CDC adds COVID-19 Vaccine to Schedule of Recommended Routine Vaccinations
The Centers for Disease Control and Prevention (CDC) added COVID-19 vaccines to the list of recommended routine vaccinations. The guidelines do not set school requirements, as these rules are determined by state or local governments. Health officials recommend that everyone 6 months and older stay up to date with COVID-19 vaccines. Incorporating this vaccine into the schedule “sends a powerful message to both healthcare providers and the general public that everyone ages 6 months and older should stay up to date with recommended COVID-19 vaccines (including a booster, when eligible), just as they would with any other routinely recommended vaccine”, Dr. Neil Murthy and Dr. A. Patricia Wodi said in a statement.
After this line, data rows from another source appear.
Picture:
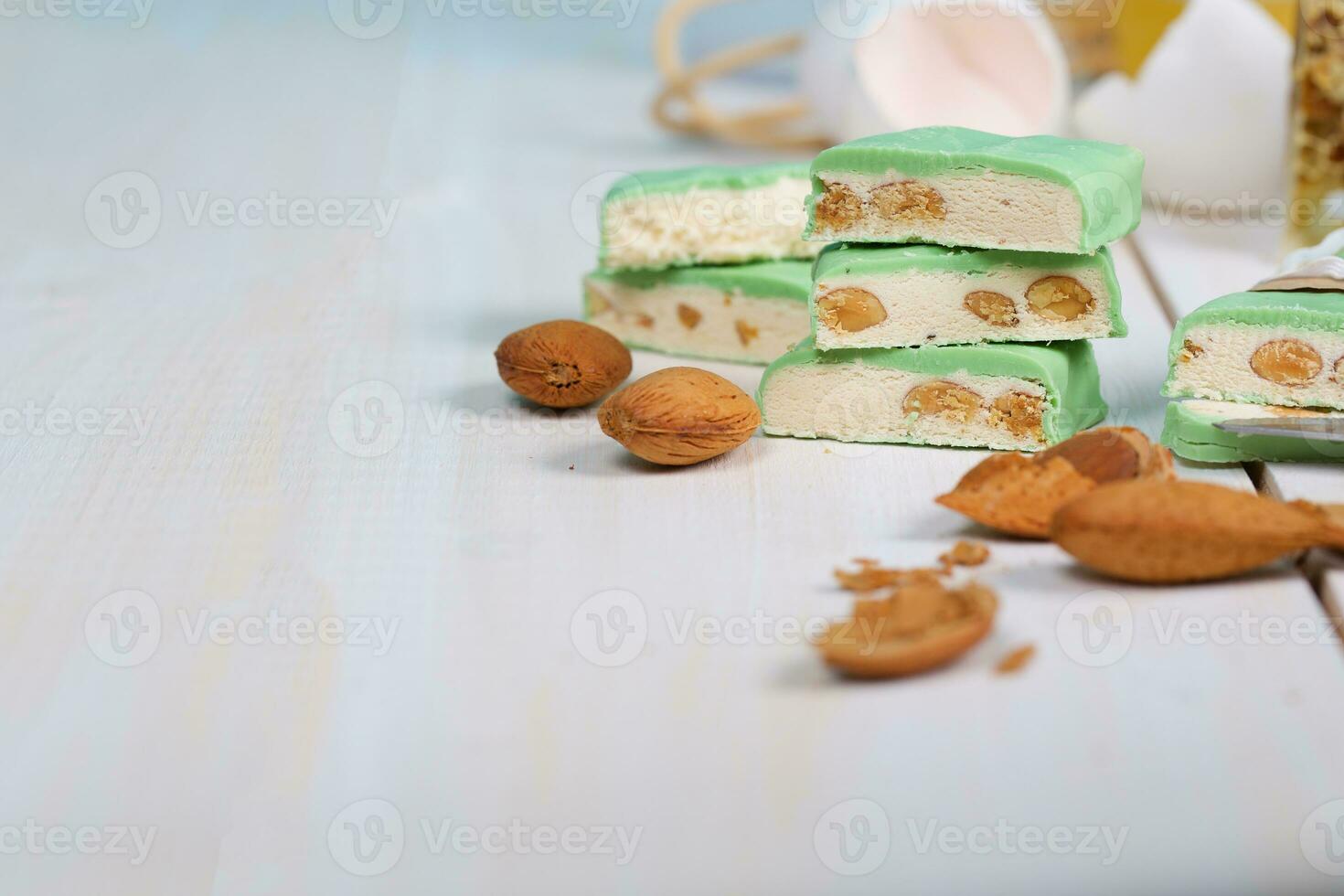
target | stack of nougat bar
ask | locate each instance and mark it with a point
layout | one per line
(964, 277)
(706, 262)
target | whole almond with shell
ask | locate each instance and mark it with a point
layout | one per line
(1174, 531)
(1019, 493)
(679, 415)
(562, 363)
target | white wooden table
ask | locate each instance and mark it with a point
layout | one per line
(326, 448)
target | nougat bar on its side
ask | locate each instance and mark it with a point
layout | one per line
(906, 295)
(1189, 432)
(749, 314)
(1014, 397)
(707, 215)
(961, 187)
(1263, 347)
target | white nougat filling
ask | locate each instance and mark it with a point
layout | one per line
(1220, 366)
(992, 209)
(1243, 411)
(926, 308)
(866, 403)
(699, 321)
(709, 226)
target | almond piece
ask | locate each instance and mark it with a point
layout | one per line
(837, 208)
(918, 627)
(688, 316)
(1060, 298)
(1287, 361)
(943, 398)
(679, 415)
(562, 363)
(909, 199)
(849, 309)
(1020, 414)
(1019, 493)
(1017, 660)
(1172, 531)
(995, 309)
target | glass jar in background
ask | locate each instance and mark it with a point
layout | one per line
(1143, 22)
(1087, 31)
(1117, 35)
(1316, 155)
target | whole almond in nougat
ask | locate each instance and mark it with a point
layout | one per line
(679, 415)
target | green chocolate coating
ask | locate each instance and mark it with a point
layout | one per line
(1192, 435)
(1066, 369)
(682, 180)
(1106, 177)
(1300, 309)
(1320, 311)
(784, 280)
(875, 261)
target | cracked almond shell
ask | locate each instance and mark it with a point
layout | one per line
(851, 649)
(1019, 495)
(679, 415)
(562, 363)
(1172, 531)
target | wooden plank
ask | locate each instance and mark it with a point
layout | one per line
(483, 534)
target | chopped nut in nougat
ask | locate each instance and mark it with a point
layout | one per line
(1189, 352)
(995, 309)
(958, 187)
(1263, 347)
(709, 215)
(1060, 298)
(1019, 412)
(837, 208)
(935, 395)
(934, 295)
(682, 311)
(849, 311)
(909, 199)
(945, 400)
(1286, 360)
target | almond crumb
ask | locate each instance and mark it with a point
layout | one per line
(964, 554)
(869, 577)
(1017, 660)
(918, 624)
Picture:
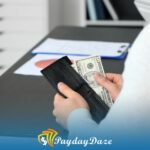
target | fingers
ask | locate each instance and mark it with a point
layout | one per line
(58, 99)
(66, 90)
(104, 82)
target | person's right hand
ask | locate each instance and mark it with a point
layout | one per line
(112, 82)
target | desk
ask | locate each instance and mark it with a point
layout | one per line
(26, 102)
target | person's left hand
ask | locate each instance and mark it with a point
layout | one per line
(64, 106)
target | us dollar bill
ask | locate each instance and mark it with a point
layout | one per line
(87, 68)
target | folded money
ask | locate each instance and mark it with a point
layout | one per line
(81, 81)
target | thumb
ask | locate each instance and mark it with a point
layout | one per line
(104, 82)
(66, 90)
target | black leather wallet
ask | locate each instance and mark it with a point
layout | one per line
(61, 71)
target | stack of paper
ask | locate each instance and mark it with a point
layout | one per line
(82, 48)
(53, 49)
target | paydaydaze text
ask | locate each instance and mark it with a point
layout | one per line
(83, 142)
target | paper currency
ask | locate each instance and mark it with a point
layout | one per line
(87, 68)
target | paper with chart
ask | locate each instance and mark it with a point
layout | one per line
(83, 48)
(39, 62)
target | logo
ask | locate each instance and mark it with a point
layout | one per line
(47, 137)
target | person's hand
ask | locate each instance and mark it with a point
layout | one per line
(64, 106)
(112, 82)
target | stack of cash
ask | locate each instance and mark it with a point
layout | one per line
(87, 68)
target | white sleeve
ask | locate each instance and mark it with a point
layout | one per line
(132, 108)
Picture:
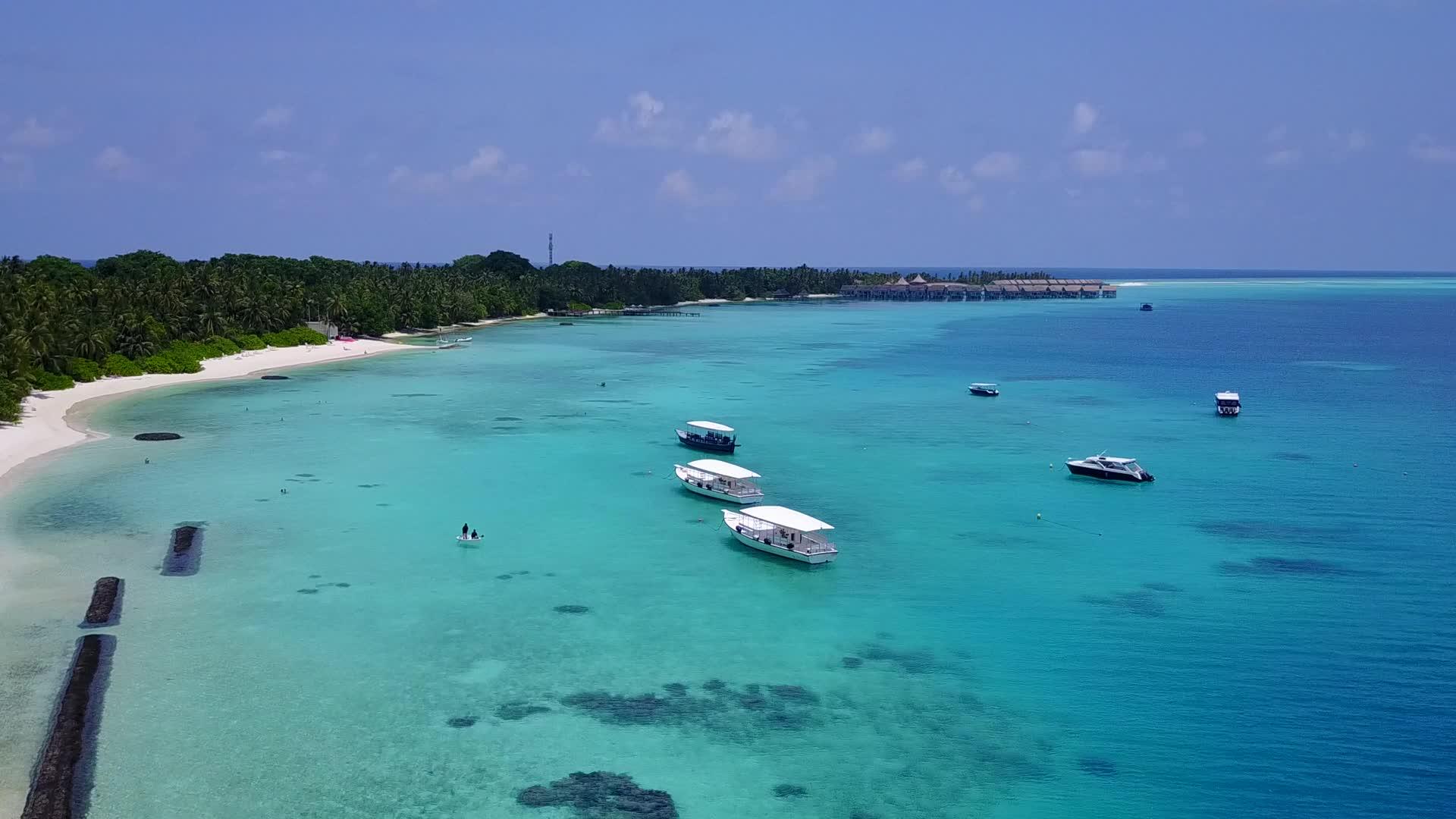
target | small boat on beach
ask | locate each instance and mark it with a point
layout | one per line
(720, 480)
(1228, 404)
(1110, 468)
(710, 436)
(783, 532)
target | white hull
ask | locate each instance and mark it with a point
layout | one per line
(707, 488)
(772, 550)
(715, 494)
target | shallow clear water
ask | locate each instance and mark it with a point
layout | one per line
(1269, 630)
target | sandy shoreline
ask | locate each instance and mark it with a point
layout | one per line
(55, 420)
(462, 325)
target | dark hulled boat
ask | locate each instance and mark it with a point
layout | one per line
(708, 436)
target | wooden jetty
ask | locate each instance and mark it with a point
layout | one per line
(603, 314)
(919, 289)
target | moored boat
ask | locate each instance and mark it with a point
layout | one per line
(720, 480)
(1110, 468)
(783, 532)
(710, 436)
(1228, 403)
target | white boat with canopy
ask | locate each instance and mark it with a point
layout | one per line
(720, 480)
(783, 532)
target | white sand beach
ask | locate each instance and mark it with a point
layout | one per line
(44, 426)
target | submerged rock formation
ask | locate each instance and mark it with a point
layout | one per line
(601, 795)
(60, 786)
(105, 608)
(185, 556)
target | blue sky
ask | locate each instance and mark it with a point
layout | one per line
(1239, 134)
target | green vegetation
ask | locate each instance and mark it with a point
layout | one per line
(118, 365)
(149, 312)
(82, 369)
(52, 381)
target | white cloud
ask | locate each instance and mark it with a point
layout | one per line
(734, 134)
(34, 134)
(487, 164)
(1426, 149)
(1191, 139)
(909, 169)
(1150, 164)
(408, 180)
(1285, 158)
(117, 164)
(996, 165)
(873, 140)
(802, 181)
(488, 161)
(275, 117)
(954, 181)
(642, 123)
(1353, 140)
(1084, 117)
(1097, 162)
(15, 171)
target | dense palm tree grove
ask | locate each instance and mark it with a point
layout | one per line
(60, 319)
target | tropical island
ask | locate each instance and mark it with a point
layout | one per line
(147, 314)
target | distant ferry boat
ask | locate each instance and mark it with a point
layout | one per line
(1110, 468)
(720, 480)
(1228, 403)
(708, 436)
(783, 532)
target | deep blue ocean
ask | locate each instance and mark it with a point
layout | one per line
(1269, 630)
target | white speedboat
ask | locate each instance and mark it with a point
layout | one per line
(1110, 468)
(720, 480)
(783, 532)
(1228, 403)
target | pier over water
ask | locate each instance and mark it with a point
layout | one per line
(919, 289)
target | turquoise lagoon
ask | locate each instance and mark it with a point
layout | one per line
(1269, 630)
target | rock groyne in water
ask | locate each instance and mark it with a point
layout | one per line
(105, 608)
(61, 780)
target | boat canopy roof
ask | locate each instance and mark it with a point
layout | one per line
(786, 518)
(723, 468)
(710, 426)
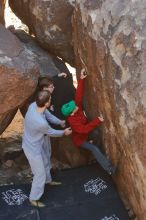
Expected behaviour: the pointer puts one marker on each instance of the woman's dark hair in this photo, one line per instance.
(43, 82)
(42, 98)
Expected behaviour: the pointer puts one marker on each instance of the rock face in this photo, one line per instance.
(50, 22)
(109, 41)
(2, 7)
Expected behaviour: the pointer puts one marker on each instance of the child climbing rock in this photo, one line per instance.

The report also advises healthcare professionals on how to handle a mumps outbreak. These recommendations come on the heels of a measles outbreak in Ohio that sickened 85 unvaccinated children. The report recommends an extra booster of the measles, mumps, and rubella (MMR) vaccine if a mumps outbreak occurs. The document also contains guidelines for polio, hepatitis B and pneumococcal immunization. As the national vaccination rate for kindergarteners fell to 93% last school year, below the minimum threshold scientists say is necessary, the US has become vulnerable to the resurgence of infectious diseases. “Why is that a matter of concern? Because it opens up opportunities for these viruses and other germs to be reintroduced into the United States, and to cause outbreaks of disease”, explained Dr. William Schaffner, a professor in the Division of Infectious Diseases at Vanderbilt University Medical Center. “The recently concluded measles outbreak in Ohio is an example, the introduction of the poliovirus into New York is an example, and we need to keep our guard up”.